Subsidizing things to avoid subservience to free trade?
Pack of dirty Communists!
Well, whatever. That's the system we've had now for 200 years. Apparently, all those folks who want to "Make America Great Again" skipped history.
But that doesn't mean we need to pay for everything we currently do.
We need to keep paying for things we've promised and people rely on. Social Security, Medicaid and Medicare, Veteran's benefits, etc. People rely on them. If we didn't want people to rely on them, we shouldn't have created a system they'd immediately come to rely on.
Which is, I'd note, why the concept of a Universal Basic Income is insane.
We need to decide if we want to pay for other things. Do we continue to subsidize, for example, the highway system at a national level, or pass that on to the states?
As part of the latter, we need to decide what part of the system can pay for themselves. Some things, like the U.S. Fish and Wildlife and its programs, already do. Maybe the Park Service can. Highway systems certainly can. Those would involve excises and user fees. So be it.
And there are a lot of things that the Federal Government really doesn't need to do. Free and reduced lunch programs it doesn't need to do. The National Labor Relations Board has overgrown itself.
But after we do all of that, the budget still won't balance, and that's because of the Defense Department and entitlements.

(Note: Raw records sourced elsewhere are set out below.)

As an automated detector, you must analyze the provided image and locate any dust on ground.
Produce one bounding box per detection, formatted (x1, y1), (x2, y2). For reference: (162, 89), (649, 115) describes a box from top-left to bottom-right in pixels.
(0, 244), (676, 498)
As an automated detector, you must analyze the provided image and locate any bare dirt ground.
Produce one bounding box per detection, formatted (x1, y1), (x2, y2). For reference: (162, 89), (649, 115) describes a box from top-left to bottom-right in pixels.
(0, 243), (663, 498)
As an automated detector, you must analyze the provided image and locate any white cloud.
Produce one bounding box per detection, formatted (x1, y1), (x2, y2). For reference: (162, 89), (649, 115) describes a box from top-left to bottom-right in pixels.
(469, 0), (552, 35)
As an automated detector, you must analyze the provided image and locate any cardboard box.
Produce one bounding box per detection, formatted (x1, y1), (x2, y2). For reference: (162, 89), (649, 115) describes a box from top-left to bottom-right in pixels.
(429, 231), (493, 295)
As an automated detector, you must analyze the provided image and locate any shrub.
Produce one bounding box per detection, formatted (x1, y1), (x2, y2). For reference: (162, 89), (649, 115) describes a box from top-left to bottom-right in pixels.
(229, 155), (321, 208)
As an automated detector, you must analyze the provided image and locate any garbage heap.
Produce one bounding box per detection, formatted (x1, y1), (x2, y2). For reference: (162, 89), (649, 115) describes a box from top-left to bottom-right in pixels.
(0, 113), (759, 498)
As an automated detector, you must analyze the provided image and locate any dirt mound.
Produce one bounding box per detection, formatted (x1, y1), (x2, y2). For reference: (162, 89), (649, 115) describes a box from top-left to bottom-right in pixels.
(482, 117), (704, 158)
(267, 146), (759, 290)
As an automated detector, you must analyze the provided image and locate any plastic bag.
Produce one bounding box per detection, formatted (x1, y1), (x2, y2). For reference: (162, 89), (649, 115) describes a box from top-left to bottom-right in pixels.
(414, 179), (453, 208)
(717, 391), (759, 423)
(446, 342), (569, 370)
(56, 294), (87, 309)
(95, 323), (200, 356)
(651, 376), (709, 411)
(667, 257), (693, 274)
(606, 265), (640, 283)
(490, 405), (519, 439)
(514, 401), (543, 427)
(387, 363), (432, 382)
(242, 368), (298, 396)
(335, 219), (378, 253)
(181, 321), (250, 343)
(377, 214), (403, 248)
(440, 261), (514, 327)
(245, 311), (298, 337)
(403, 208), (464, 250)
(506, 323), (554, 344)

They're most of the budget.
2. Raise the cash
Using the family analogy again, our Federal parents are like two well-educated people who have intentionally taken part-time jobs, so they can spend the rest of the day blogging from the basement while day drinking. They need to get out of the house and get real jobs.
Which is to say, they need to raise taxes.
There is no way to balance the budget without raising taxes, and anyone who claims that there is, is lying. That's where guys like Kevin McCarthy are completely full of bullshit. He knows that he can't cut his way out of the deficit unless he's going to wipe out entitlements and have a military of three men and a Boy Scout.
American taxes have to be raised. At the very upper wealth category and corporate category, there's plenty of room for it.
And at the tariff level there is too. Tariffs have had a bad name ever since the Great Depression, but that was before everything we bought came in through the Port of Los Angeles from China. If we put on stout tariffs now, reflecting the added cost to American industry for environmental and labor laws, it would not only raise a lot of money, but encourage the rebirth of American industry as well.
3. Create a Liars Penalty.
This, I admit, simply won't happen.
Republicans know that if you admit you have to raise taxes, some semi employed fool wearing a MAGA hat is going to yell at you, even though his taxes aren't going to be raised. But the GOP is beholden to interest that are tax hostile.
Democrats know that not only will they get yelled at if they cut school lunches, but that guys like Robert Reich and Bernie Sanders cry if the Federal Government won't pay for free plates of kibble for stray cats.
So they'd rather cash their checks while things go down the tubes and post crap on Twitter.
Maybe a balanced budget Constitutional Amendment is a necessity.
While it's a pipe dream, what I'd like to see is a provision that nobody in Congress got paid if the budget wasn't balanced. There's a cut we can all get behind. And, if not balanced, their personal assets and property is attached for the debt forever for that year.
I'd bet that we'd have balanced budgets.
Congress demonstrating to the American public how holding the debt ceiling hostage will make America great again.